Indulge In As Many Aperol Spritzes As Possible
Confession time: I had never even had an Aperol Spritz before this trip to Venice and was pretty convinced I wouldn’t like it.
But for the sake of being an open-minded traveler, I decided to try it anyways since it’s the Venetian aperitif after all. And let’s just say, I fell in love and certainly I made up for missing out this drink in the last years!
What I liked even better than the drink itself (and the olives in it!), was the aperitivo culture in Venice in general: One night, I could even convince my mom to skip dinner entirely and just go from bar to bar (like the young Italians), ordering spritzes and cicchetti and observing the crowds.
Once again, I noticed how everyone appeared to know each other and they also seemed to always know their bartender’s first name. Even though I barely understand a single word of Italian, I could see that going out for a spritz with friends to chat in a bar is so essential to Venetian culture that the bars (and the streets in front of them!) are always full of locals, even if it is just a random Wednesday night.
Obviously, the counter is the heart of every bar at night as well and you might even recognize an authentic aperitivo location by checking if they even have any chairs at all.
Now, I’m the first one to crave a comfy chair after a long day of sightseeing, but I promise you, standing in a bar with that delicious orange drink in your hand, listing to the gorgeous chaotic half-yelling that is the Italian language, is vitalizing like nothing else.
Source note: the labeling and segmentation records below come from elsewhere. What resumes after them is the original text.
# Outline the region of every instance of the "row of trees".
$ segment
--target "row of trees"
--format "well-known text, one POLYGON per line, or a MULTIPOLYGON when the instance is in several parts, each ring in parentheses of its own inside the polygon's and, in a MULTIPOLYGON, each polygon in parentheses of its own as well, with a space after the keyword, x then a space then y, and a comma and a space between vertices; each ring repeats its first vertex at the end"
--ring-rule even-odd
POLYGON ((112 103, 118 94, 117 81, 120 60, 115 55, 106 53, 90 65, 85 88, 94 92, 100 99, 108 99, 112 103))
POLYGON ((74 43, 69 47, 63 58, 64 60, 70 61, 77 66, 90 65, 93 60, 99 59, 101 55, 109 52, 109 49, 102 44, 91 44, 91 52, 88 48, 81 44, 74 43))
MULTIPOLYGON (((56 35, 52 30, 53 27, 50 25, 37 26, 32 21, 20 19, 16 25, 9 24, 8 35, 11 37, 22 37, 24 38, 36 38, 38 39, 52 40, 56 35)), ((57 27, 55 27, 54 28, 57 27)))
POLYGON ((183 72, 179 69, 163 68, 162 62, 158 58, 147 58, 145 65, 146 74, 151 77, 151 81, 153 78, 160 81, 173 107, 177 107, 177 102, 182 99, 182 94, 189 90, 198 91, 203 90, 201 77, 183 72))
It’s Italy at its best.
Have you been to Venice?
What were your favorite things about it?
Disclosure: Walks of Italy kindly hosted me on their Welcome to Venice tour in exchange for a review, but all of the opinions in this blog post are 100% my own. I’ve taken several tours with them by now, and all of them have been so amazing that I not only recommend them on the blog but to my personal friends and family as well.
A little special thanks also goes to my lovely friend Edna, who sent me a super helpful list of restaurant recommendations (and whose recent video collaboration with BBC Travel makes me want to go back to Venice right away)!